JOHANNESBURG – A delighted Simphiwe Dludlu, coach of the Under-17 women’s national team that’s going to Uruguay for the World Cup later this year, believes that Bantwana’s success will inspire the next generation of women footballers.
Bantwana returned from Morocco on Sunday in high spirits as their 6-1 win on aggregated booked them a ticket to Uruguay as one of three African representatives in the global showpiece.
Dludlu and her team will travel to Spain before the World Cup as a reward from the South African Football Association (Safa), and also as part of their preparations with a friendly against the Spanish national team a possibility.
“The feeling is surreal,” Dludlu said. “Making it finally put me at ease, because going into the game was nerve-racking.
“It wasn’t because of the fear of the unknown, but it was thinking that ‘Are we really on the verge of qualifying for the World Cup? Are we really at this stage of our journey?’
“It has been a challenging and exciting journey because we were on a mission, and part of that mission was dreaming big.
“The first stop was in South Africa, putting the team together, and the second stop was Uruguay. This is what has happened.
“We are excited about the growth of women’s football in the country. We are excited about the interest it will spark by us qualifying for the World Cup.
“This will motivate that young girl who wants to play football.”
This generation is only the second women’s national team to qualify for the World Cup. The first side to do this was the Under-17 class of 2010, led by coach Solly Luvhengo.
That team were rudely reminded of their place with the huge gulf in class between them and their opponents, conceding 17 goals in three matches.
But Jermaine Seoposenwe, the US-based Banyana Banyana striker, gave the team some consolation with the two goals she scored.
There is huge belief that this generation will do better.
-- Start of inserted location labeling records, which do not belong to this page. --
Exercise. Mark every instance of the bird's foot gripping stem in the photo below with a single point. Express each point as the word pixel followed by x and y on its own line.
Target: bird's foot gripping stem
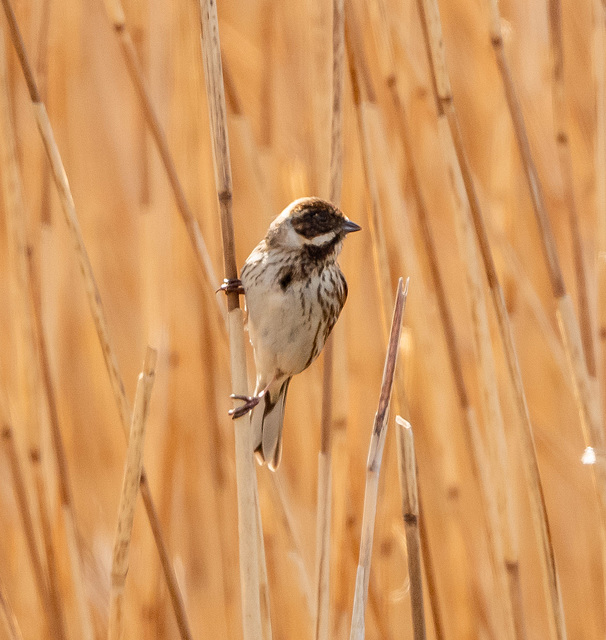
pixel 250 402
pixel 231 286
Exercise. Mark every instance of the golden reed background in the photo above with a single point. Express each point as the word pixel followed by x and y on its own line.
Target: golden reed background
pixel 278 55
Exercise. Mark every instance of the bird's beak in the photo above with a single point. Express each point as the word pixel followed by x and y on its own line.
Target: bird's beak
pixel 349 226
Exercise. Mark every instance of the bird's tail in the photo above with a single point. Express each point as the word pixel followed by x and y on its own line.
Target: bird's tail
pixel 266 423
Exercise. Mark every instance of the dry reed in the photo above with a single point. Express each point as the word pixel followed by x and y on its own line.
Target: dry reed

Dludlu challenged them at the start of the qualifiers to start looking up Uruguay on the internet so that they’ll know what to expect when they get there.
“Firstly, for the girls who are in this group, this achievement says to them that you are allowed to dream,” Dludlu said.
“It says to them, if you can think it, dream it, then you can do it. It says to that young girl who isn’t sure that football is for girls or not, this is your sport too.
“This qualification has assured her. It should ensure that coaches out there in the country roll up their sleeves and ensure that grassroots football happens.
“It says to the parent who sacrificed money to buy her daughter soccer boots instead of church shoes, you are on the right track mom, and don’t give up just yet.”
Dludlu continued: “It says to us as South Africans, we have the potential to grow as a nation. We have the potential to grow in women’s football. This is the sign.
“This is a continuation of what we started those years ago. Qualifying for a second time is a reminder that we aren’t just part of the numbers, but we are among a group that wants to make a difference.
“Making a difference means going out there and competing at the world stage. We are aware of the mammoth task ahead of us.
“We gladly accepted the challenge when the fat lady sung at the end of the game (against Morocco on Saturday).”